Limit  (cost=14592.13..15870.39 rows=15 width=35) (actual time=15.958..300.759 rows=15 loops=1)
  Buffers: shared hit=11042
  ->  Nested Loop Semi Join  (cost=14592.13..1795382.62 rows=20897 width=35) (actual time=15.957..300.752 rows=15 loops=1)
        Join Filter: (aa.username = filtered_users_pre.username)
        Rows Removed by Join Filter: 1544611
        Buffers: shared hit=11042
        ->  Index Scan using ai_algo_202107_rank_timeframe_rank_idx on ai_algo_202107 aa (cost=0.56..1718018.61 rows=321495 width=35) (actual time=0.075..10.455 rows=645 loops=1)
"              Index Cond: (rank_timeframe = '7d'::""valid-users-timeframe"")"
              Filter: (_at_timestamp = 1626955200)
              Rows Removed by Filter: 16124
              Buffers: shared hit=10937
        ->  Materialize  (cost=14591.56..14672.51 rows=13 width=21) (actual time=0.003..0.174 rows=2395 loops=645)
              Buffers: shared hit=105
              ->  Subquery Scan on filtered_users_pre  (cost=14591.56..14672.44 rows=13 width=21) (actual time=1.895..3.680 rows=2415 loops=1)
                    Filter: (filtered_users_pre.rk = 1)
                    Buffers: shared hit=105
                    ->  WindowAgg  (cost=14591.56..14638.74 rows=2696 width=29) (actual time=1.894..3.334 rows=2415 loops=1)
                          Buffers: shared hit=105
                          ->  Sort  (cost=14591.56..14598.30 rows=2696 width=21) (actual time=1.889..2.102 rows=2415 loops=1)
                                Sort Key: tag_table_20210722.value
                                Sort Method: quicksort  Memory: 285kB
                                Buffers: shared hit=105
                                ->  Bitmap Heap Scan on tag_table_20210722  (cost=146.24..14437.94 rows=2696 width=21) (actual time=0.604..1.046 rows=2415 loops=1)
"                                      Recheck Cond: ((tag)::text = ANY ('{commercial,marketing}'::text[]))"
                                      Filter: (_at_timestamp = 1626955200)
                                      Rows Removed by Filter: 2415
                                      Heap Blocks: exact=72
                                      Buffers: shared hit=105
                                      ->  Bitmap Index Scan on tag_table_20210722_tag_idx  (cost=0.00..145.57 rows=5428 width=0) (actual time=0.287..0.287 rows=4830 loops=1)
"                                            Index Cond: ((tag)::text = ANY ('{commercial,marketing}'::text[]))"
                                            Buffers: shared hit=33
Planning Time: 0.310 ms
Execution Time: 300.954 ms

Solution

  • The problem is that if there are no matching filtered_users, PostgreSQL has to go through all "users-results".ai_algo without finding 15 result rows.
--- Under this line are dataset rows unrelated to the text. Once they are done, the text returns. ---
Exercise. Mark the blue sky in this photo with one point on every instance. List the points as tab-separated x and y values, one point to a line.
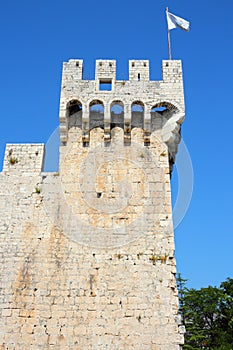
36	37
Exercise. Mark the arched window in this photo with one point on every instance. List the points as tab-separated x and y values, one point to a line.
74	114
137	114
160	111
96	114
117	114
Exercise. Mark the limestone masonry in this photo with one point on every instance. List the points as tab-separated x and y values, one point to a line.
87	253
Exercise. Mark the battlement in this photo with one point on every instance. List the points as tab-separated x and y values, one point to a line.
136	99
25	158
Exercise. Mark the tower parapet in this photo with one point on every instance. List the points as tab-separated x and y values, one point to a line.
155	99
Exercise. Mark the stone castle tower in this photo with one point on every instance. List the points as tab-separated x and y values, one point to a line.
87	253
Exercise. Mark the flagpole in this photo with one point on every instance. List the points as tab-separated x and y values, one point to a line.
169	40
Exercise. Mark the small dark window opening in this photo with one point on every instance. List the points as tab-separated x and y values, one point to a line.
105	85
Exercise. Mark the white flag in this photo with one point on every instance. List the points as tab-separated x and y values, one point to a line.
176	22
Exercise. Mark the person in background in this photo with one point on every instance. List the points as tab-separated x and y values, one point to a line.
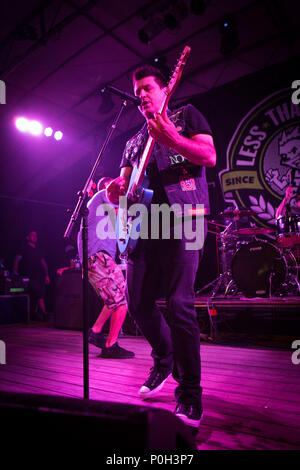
106	277
30	262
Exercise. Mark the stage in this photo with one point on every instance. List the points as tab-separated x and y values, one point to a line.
250	394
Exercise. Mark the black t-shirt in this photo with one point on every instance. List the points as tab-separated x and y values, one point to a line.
30	264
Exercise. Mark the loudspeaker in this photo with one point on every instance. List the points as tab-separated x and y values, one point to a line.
68	301
70	424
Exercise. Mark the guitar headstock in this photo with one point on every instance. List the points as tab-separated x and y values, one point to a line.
176	75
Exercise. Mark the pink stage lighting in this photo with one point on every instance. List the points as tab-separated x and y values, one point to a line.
58	135
48	131
35	128
22	124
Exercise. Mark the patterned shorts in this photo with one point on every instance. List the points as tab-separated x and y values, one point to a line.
106	277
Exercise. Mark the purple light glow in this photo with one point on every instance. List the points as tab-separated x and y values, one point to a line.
48	131
35	128
58	135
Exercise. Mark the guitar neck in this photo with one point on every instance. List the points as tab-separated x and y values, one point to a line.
169	90
140	174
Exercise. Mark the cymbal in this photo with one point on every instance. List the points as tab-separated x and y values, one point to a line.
237	213
253	231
If the subquery contains elements, it quickly finds 15 matching "users-results".ai_algo rows and can terminate processing.
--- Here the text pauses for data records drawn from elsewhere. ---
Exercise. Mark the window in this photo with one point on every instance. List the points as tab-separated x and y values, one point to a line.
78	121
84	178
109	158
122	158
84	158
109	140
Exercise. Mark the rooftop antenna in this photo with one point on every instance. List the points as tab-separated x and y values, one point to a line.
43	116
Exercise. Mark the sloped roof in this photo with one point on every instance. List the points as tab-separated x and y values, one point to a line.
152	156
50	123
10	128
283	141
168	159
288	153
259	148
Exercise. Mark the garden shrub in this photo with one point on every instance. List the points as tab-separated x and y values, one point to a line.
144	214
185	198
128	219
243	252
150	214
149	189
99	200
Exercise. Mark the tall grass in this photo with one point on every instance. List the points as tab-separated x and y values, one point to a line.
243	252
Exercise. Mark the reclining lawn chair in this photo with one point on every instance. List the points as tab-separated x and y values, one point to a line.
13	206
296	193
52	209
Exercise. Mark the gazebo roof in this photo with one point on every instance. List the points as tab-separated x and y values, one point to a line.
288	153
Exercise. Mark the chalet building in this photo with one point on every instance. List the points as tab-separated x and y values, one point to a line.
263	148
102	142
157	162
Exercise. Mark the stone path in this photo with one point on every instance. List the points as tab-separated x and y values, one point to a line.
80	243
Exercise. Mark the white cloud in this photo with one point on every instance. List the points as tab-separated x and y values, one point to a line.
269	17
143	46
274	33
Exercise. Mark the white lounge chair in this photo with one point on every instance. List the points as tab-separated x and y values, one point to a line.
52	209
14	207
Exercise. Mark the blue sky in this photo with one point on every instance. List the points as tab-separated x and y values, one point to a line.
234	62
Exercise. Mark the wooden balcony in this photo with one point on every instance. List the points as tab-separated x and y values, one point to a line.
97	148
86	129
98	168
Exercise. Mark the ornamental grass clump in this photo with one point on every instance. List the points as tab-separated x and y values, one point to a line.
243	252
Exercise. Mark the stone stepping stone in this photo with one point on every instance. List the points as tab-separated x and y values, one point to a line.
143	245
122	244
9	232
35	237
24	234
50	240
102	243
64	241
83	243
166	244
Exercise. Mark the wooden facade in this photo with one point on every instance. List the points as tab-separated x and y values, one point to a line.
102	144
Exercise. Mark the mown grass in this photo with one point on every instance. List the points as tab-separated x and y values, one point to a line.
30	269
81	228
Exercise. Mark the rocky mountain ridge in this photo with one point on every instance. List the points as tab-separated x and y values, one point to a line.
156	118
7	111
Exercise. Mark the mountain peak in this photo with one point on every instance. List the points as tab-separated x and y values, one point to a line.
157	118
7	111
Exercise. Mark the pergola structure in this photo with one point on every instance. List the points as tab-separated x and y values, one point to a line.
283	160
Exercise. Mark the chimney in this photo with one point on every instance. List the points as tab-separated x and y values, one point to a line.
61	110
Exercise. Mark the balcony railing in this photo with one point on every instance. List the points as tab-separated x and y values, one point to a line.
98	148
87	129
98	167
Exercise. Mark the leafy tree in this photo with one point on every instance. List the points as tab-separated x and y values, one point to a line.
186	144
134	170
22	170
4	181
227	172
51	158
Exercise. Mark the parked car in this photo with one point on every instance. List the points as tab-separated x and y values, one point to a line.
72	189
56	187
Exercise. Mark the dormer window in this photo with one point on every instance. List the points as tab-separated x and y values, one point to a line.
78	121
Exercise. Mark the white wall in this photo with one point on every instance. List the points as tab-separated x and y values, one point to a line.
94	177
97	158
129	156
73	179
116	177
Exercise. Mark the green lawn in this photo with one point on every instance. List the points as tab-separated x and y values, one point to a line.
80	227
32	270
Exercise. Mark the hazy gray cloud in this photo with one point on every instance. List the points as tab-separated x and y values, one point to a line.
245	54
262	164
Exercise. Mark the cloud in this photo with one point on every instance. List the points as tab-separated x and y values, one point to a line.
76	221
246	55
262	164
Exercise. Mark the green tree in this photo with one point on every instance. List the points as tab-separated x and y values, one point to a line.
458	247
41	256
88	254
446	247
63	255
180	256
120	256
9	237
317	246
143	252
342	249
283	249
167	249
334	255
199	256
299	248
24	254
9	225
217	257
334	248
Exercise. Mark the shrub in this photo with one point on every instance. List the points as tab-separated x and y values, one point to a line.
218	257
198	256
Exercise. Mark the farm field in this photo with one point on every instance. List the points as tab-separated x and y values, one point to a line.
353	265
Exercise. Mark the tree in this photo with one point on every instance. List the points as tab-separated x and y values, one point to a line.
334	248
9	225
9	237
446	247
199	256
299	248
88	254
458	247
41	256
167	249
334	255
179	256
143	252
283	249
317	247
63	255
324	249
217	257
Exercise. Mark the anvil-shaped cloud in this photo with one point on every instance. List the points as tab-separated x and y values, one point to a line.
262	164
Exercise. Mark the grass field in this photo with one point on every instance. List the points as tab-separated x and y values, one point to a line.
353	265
    There is nothing you can do about that, but you can speed up the scan of "users-results".ai_algo. Currently, you have

    ->  Index Scan using ai_algo_202107_rank_timeframe_rank_idx on ai_algo_202107 aa
                                  ... (actual time=0.085..3885.547 rows=313611 loops=1)
          Index Cond: (rank_timeframe = '7d'::"valid-users-timeframe")
          Filter: (_at_timestamp = 1626955200)
          Rows Removed by Filter: 7793096
          Buffers: shared hit=7456533
    

    You see that the index scan is not as effective as it could be: it reads 313611 + 7793096 = 8106707 rows from the table and discards all but the 313611 that match the filter condition.

    You can do better by creating an index that can find only the result rows directly:

    CREATE INDEX ON "users-results".ai_algo (rank_timeframe, _at_timestamp);
    

    Then you can drop the index ai_algo_rank_timeframe_rank_idx, because the new index can do everything that the old one could do (and more).